Ew. Blinds really should be line of sight IMO. I don’t want anything related to my physical privacy living in the cloud (and that goes double for you, Ring).
Ikea sells ZigBee blinds that connect right up to any home automation hub. Pretty cheap too, in the $100-200 range for most windows.
I’m using several. Batteries are solid. I get a good 3 months with daily opening/closing. I only wish they had solar modules you could add in, but the battery tray design makes that unlikely.
It’s not zigbee or anything anyone else uses. Someone spent a little time with a software defined radio to decode some of the signal.
Ew, that’s awful.
Yep.
I love tech, as long as it’s tech that I have full control over.
Home Assistant is the antithesis to this meme
There’s a difference between recognizing the risks of “smart” tech and knowing the futility of avoiding it -or- even better having the skill to mitigate as much risk as possible.
This is part of the reason I have no intention of having anything to do with IT once I retire.
I have one plan for retirement, goat farming. I go over that old list of reasons every few years just to remind myself there is a light at the end of the tunnel.
Nice!

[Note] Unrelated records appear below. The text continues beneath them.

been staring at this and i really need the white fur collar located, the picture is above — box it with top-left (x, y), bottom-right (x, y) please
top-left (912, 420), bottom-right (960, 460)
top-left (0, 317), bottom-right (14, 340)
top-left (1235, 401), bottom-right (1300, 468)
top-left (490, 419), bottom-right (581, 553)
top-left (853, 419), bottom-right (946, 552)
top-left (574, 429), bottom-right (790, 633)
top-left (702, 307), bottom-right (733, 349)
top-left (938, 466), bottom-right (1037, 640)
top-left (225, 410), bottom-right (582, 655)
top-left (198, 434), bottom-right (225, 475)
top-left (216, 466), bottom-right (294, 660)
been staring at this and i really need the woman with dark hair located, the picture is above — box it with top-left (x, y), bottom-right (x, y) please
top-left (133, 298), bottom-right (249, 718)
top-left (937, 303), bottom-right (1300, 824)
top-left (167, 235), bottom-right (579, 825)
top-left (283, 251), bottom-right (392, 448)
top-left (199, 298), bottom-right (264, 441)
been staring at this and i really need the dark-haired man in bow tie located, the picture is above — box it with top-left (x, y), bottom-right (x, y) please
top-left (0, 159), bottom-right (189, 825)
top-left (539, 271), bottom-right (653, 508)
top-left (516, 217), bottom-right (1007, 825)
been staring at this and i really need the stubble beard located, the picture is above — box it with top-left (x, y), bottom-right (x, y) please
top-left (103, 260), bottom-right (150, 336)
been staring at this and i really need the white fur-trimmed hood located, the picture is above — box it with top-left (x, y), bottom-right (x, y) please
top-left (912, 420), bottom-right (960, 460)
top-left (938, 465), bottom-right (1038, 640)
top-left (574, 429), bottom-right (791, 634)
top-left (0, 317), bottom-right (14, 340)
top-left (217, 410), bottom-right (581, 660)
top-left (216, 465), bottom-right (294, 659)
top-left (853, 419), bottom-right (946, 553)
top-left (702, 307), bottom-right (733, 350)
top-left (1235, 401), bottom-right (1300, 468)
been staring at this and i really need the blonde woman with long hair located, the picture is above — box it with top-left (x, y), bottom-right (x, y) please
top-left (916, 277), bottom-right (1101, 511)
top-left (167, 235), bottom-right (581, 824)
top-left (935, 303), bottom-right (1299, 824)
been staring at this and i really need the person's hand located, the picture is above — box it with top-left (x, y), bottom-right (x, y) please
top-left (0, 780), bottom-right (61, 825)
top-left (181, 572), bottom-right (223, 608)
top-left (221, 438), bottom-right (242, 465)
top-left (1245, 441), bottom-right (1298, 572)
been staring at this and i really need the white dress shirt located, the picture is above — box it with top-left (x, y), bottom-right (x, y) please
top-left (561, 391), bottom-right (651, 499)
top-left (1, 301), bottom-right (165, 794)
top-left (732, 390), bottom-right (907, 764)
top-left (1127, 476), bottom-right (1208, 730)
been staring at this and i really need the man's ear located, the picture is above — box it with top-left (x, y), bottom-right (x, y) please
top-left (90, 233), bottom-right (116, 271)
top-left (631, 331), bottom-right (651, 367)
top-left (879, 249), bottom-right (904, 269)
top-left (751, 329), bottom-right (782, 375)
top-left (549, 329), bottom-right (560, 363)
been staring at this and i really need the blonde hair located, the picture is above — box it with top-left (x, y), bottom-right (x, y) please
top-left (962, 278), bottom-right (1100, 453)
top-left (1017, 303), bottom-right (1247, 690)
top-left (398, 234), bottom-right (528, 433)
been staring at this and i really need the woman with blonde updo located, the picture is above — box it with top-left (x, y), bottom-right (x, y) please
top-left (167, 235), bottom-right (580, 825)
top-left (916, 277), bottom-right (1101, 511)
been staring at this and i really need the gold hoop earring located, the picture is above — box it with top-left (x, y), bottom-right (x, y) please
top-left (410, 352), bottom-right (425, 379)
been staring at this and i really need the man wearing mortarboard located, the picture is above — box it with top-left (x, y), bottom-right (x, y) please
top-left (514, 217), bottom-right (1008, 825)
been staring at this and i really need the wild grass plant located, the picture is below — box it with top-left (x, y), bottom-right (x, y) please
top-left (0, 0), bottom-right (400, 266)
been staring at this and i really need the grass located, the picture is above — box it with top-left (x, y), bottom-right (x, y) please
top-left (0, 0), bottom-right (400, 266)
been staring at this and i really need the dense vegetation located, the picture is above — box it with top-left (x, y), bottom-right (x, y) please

What makes you want to get into that?
It was originally a joke I found online, after reading through the list it honestly just feels like I want a simpler life one day. The site isn’t mine but it came up when I searched for a couple items from the list (like “Goats security is checking the fence, not sitting in a room listening to someone for hours.”)
So that you can become an enthusiast again right? Right?
Maybe. Possibly. Probably not. But who knows?
As someone into the Home Assistant community, this post is always annoying and wrong.
Care to elaborate?
Home Assistant can be used as an AIO for smart home devices. I assume OP is referring specifically to home assistant integrations that are privacy friendly such as Z-Wave and ZigBee devices that only communicate to each other locally over radio instead of over the internet to someone else’s PC.
I struggled for years trying to find a way to set up door cameras that were secure enough that I can check in remotely. Around 2015, I finally had a solution.
I ended up spending a couple hundred dollars on a wired camera Setup from 2000s that streams to a old desktop. Then spend a couple hundred dollars on a network and software that I can dial in to view the desktop remotely. I also bought a VPN to dial in. Probably about $2k, which is chump change compared to corporation setups.
After three years and constant maintenance at roughly 10 hours a week, I gave up.
Then around 2020, i bought a Eufycam and setup, plugged it in and was up and running without any maintenance for like $200. They got a major security leak a year or two ago. Kinda sucked.
But damn, the tradeoff is so painful. Either strong secure network that costs a lot (time and money), or a insecure off-the-shelf solution that just works.
All this for the convenience of being able to see the mailman walk up to my door.